Yeah, a little lower and wider maybe, but mass, so much mass 10.

Speaker 1:

He's got 11 points. That 11th point took some marks off, but yeah, this one here, smaller brow tines, real small brow tines on it, but what a shame. But the nice thing is, if he was jacked which, from the sense that he was, whoever did it will never have the antlers He'll be in the podcast room, then he'll come jack them. Yeah, yeah, he can come claim them.

Speaker 2:

Come tell a story on the podcast.

Speaker 1:

Speaking of stories, guys can't thank you enough for coming on here and telling it, and hopefully we can have the same conversation next year.
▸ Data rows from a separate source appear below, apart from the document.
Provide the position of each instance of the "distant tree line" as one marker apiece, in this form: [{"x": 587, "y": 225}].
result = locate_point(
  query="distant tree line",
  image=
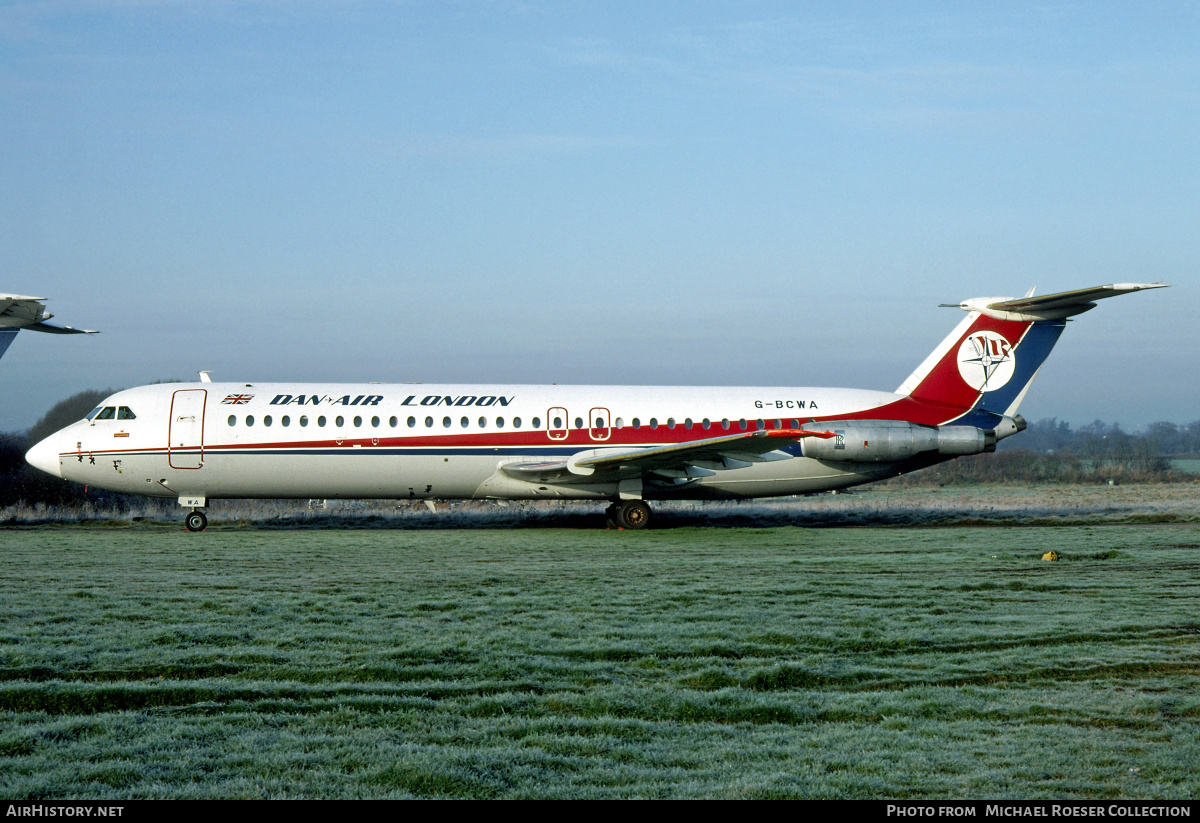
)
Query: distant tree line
[
  {"x": 1048, "y": 451},
  {"x": 1051, "y": 451}
]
We'll do a pre-season chat and then we'll have our update and it's going to be similar Everyone tags out and it's successful.

Speaker 2:

Bigger deer. Bigger, deer, bigger and better, bigger deer Ryan will have one with his new bow. I'll just shoot him with a bow.

Speaker 1:

I'll have mine. Ken will do fantastic things, as always. Well, another new and improved food plot that someone else furrowed. The rest of it.

Speaker 2:

New and improved calling session. He's going to practice. Ken's going to do a calling session.

Speaker 1:

That's right. He's basically like a duck blind out there in the deer, blind. All right, thanks guys.